→ Takeda $TAK says their drug Entyvio has beat out AbbVie’s $ABBV Humira in a head-to-head study for ulcerative colitis. Researchers pointed to a 31.3% remission rate for their drug, compared to 22.5% for the Humira arm at week 52. The company added that this is the first head-to-head study of 2 biologics for UC.
→ An oral CGRP for migraine is now under FDA review. The drug — ubrogepant — from Allergan $AGN is set to help the millions of migraine sufferers who now have a menu of injectable preventative CGRP treatments at their disposal, but are looking for that as-needed medicine to deal with the odd migraine that sneaks up. The FDA is expected to make its decision on the drug — that Allergan got from Merck $MRK in 2015 — by the fourth quarter. If approved, ubrogepant could potentially be used in combination with its anti-CGRP injectable rivals and/or Allergan’s own versatile Botox injection.
→ Singapore-based Aslan Pharmaceuticals has struck its second deal with South Korea’s BioGenetics. The Korean company has gained commercialization rights to ASLAN003 in exchange for a $1 million upfront and up to $8 million more in milestones.

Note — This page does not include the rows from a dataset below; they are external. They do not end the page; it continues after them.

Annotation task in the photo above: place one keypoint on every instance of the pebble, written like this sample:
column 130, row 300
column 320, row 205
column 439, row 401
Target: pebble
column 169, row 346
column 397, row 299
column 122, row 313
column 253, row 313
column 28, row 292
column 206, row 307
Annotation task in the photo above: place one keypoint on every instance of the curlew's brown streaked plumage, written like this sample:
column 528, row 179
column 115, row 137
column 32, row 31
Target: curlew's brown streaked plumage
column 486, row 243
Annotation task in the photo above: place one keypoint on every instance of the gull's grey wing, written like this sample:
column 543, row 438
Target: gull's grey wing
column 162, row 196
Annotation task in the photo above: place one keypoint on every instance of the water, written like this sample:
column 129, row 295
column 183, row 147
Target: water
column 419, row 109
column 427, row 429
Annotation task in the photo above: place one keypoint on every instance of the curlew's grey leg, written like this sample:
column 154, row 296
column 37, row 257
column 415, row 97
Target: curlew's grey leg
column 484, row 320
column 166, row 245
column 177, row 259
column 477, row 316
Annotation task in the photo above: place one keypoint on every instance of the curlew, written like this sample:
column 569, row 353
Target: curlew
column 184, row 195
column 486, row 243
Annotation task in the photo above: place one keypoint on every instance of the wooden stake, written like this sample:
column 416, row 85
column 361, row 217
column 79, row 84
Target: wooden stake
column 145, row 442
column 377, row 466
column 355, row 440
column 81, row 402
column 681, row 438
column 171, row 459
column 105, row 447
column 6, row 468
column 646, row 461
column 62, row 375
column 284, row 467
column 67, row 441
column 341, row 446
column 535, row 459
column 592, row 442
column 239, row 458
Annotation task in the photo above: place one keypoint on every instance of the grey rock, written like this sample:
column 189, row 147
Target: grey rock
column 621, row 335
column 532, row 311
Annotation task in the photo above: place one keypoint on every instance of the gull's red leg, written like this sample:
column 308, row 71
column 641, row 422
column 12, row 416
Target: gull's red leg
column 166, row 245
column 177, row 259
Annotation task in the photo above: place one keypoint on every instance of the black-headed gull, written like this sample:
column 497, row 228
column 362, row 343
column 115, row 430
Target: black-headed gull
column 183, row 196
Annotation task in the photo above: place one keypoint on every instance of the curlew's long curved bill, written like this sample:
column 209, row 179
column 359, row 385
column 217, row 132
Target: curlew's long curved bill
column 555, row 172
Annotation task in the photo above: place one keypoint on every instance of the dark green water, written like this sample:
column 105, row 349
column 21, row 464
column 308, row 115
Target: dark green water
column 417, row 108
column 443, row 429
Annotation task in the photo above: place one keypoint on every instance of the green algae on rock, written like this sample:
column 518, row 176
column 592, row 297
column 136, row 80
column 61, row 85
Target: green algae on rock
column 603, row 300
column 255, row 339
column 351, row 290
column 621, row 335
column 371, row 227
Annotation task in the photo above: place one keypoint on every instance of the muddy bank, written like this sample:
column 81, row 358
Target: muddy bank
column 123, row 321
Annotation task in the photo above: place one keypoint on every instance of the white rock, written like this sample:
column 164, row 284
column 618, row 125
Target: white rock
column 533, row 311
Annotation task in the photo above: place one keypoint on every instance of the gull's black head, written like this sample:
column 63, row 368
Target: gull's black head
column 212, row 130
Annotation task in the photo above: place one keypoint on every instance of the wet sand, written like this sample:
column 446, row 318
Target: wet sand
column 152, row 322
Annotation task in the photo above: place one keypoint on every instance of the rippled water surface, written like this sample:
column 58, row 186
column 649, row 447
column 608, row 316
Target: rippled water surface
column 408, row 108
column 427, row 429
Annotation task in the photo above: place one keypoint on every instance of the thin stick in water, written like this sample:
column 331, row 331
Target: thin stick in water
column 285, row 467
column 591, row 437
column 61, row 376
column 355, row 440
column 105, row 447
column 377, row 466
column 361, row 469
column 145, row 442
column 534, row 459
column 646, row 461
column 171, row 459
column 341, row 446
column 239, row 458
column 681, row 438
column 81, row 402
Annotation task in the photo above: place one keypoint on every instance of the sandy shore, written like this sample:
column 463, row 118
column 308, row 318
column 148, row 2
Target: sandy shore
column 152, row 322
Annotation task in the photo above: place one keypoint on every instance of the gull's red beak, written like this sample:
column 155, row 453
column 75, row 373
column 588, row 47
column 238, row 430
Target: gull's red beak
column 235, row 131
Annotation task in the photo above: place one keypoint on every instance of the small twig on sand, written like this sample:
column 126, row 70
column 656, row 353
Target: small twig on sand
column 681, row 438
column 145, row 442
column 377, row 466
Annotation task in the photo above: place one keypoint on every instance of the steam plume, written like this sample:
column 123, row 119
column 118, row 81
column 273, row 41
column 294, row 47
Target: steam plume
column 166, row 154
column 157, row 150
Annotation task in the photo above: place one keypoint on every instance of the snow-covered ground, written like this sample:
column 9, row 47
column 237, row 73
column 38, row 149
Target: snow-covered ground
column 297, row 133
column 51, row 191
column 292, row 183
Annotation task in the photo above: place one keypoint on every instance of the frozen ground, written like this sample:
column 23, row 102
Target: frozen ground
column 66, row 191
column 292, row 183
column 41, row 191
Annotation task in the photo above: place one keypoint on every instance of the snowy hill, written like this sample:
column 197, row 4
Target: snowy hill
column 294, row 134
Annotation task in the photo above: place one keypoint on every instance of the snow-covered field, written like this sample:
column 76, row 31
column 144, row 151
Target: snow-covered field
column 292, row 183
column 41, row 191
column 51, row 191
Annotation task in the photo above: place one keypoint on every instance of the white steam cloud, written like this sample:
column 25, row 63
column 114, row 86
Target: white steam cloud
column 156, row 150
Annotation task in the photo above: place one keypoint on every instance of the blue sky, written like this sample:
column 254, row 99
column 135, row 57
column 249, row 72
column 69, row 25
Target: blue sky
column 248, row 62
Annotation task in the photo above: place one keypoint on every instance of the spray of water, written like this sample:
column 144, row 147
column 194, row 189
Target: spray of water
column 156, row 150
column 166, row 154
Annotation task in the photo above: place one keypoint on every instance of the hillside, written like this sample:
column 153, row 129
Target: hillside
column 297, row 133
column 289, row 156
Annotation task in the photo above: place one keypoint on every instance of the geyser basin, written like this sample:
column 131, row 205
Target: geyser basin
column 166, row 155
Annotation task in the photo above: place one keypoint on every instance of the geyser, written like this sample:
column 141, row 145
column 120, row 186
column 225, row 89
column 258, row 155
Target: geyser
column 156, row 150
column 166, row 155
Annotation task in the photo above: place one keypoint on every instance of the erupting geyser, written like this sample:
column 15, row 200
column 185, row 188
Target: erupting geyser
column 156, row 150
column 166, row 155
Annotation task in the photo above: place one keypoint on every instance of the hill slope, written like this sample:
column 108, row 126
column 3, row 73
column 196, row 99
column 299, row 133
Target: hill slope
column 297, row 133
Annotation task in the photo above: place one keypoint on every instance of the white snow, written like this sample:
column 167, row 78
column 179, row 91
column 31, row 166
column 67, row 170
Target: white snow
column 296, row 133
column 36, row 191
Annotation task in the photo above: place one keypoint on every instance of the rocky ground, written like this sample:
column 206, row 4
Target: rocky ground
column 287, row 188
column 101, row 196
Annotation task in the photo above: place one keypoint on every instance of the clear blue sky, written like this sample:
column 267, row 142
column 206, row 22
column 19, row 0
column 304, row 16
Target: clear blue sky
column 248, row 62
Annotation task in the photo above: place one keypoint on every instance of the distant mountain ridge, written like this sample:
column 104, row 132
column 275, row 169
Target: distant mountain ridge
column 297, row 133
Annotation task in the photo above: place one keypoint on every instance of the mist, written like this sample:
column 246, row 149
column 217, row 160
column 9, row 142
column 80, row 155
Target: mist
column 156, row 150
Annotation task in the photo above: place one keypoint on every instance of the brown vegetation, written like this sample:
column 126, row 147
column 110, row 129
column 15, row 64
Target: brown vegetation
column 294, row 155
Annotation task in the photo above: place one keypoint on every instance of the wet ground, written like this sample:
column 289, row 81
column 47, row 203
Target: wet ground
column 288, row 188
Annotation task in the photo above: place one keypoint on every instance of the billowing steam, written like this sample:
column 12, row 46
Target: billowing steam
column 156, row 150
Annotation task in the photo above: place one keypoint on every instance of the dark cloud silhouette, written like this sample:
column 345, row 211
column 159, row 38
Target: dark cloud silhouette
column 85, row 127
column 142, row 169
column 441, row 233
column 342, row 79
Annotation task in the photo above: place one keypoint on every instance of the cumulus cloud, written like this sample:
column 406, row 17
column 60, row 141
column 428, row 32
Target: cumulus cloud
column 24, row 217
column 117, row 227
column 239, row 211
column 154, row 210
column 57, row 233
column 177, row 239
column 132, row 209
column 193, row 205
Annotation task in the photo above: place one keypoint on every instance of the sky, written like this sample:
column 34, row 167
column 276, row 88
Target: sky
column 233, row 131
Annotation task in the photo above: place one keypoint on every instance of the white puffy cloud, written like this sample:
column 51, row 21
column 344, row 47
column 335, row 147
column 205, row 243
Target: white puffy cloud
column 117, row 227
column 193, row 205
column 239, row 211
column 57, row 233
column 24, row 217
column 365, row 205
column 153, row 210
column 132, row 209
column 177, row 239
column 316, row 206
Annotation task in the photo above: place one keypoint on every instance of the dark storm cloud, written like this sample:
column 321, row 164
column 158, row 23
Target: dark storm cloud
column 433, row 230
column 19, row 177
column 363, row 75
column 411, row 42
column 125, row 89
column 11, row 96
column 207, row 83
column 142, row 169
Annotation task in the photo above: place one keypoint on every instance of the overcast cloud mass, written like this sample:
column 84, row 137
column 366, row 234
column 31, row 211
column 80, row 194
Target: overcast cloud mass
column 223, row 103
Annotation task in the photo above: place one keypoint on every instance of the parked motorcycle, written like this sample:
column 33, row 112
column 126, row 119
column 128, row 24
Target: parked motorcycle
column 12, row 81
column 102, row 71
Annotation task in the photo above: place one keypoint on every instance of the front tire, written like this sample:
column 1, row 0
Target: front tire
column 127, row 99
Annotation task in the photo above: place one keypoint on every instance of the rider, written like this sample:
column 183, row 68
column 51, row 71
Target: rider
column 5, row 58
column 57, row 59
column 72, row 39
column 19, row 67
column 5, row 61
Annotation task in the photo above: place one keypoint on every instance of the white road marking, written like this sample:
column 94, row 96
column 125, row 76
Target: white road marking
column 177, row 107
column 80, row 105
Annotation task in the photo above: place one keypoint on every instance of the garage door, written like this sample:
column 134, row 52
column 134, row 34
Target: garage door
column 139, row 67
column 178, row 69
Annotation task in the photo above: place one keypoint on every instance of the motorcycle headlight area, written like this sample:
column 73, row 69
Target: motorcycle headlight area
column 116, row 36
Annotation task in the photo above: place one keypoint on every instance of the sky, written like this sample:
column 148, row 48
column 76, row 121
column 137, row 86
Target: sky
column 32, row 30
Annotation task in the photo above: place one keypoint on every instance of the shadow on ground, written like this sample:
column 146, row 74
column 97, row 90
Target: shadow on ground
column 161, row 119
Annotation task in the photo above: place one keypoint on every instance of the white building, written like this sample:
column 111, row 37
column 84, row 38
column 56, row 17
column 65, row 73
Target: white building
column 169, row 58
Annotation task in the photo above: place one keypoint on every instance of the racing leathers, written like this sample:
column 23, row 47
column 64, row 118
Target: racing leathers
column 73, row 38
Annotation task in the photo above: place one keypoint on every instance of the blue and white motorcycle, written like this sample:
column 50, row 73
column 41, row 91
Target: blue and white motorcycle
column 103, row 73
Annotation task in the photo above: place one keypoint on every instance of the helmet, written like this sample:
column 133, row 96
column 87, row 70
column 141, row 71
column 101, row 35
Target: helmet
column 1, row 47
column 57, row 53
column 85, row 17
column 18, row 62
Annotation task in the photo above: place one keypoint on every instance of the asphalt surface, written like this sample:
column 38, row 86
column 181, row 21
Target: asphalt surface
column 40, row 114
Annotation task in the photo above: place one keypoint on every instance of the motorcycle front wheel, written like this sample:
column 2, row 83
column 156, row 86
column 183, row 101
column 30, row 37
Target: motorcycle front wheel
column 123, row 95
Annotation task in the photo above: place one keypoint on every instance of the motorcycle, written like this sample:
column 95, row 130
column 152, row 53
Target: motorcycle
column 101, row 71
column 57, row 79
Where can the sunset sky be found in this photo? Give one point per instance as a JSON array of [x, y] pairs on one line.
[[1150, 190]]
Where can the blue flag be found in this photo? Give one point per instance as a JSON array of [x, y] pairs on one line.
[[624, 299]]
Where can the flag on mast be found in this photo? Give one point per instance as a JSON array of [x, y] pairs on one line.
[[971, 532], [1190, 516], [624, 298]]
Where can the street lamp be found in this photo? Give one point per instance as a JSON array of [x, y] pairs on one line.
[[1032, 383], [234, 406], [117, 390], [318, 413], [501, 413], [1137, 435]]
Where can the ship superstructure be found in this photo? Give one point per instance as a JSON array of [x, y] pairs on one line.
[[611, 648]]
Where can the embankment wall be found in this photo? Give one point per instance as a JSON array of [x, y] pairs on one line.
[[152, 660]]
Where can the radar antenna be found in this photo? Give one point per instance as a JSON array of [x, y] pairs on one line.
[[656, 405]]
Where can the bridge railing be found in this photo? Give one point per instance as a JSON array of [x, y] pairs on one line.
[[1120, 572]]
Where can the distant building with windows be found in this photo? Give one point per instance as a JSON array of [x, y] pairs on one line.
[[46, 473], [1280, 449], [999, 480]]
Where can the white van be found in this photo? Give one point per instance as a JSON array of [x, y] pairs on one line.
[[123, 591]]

→ Scientists from Technion, Stanford and machine learning firm CytoReason have constructed a way to determine an individual’s immune age — a predictor of the status of a person’s immune system and immunological health, in a study published in Nature. The concept was created after the researchers followed 135 healthy volunteers for nine years, recording their individual-level changes to the immune system over time. This dataset was then analyzed using machine learning analytical technologies to enable the identification of patterns of cell-subset changes, and eventually validated against a cohort of more than 2,000 patients from the Framingham Heart Study. “It’s been sixty years since the last immunological benchmarks (Complete Blood Counts) were introduced into general medical practice. This much more sophisticated method reflects the tremendous explosion of knowledge generated in the field,” said Mark Davis, head of the Stanford Institute for immunity, transplantation and infection in a statement.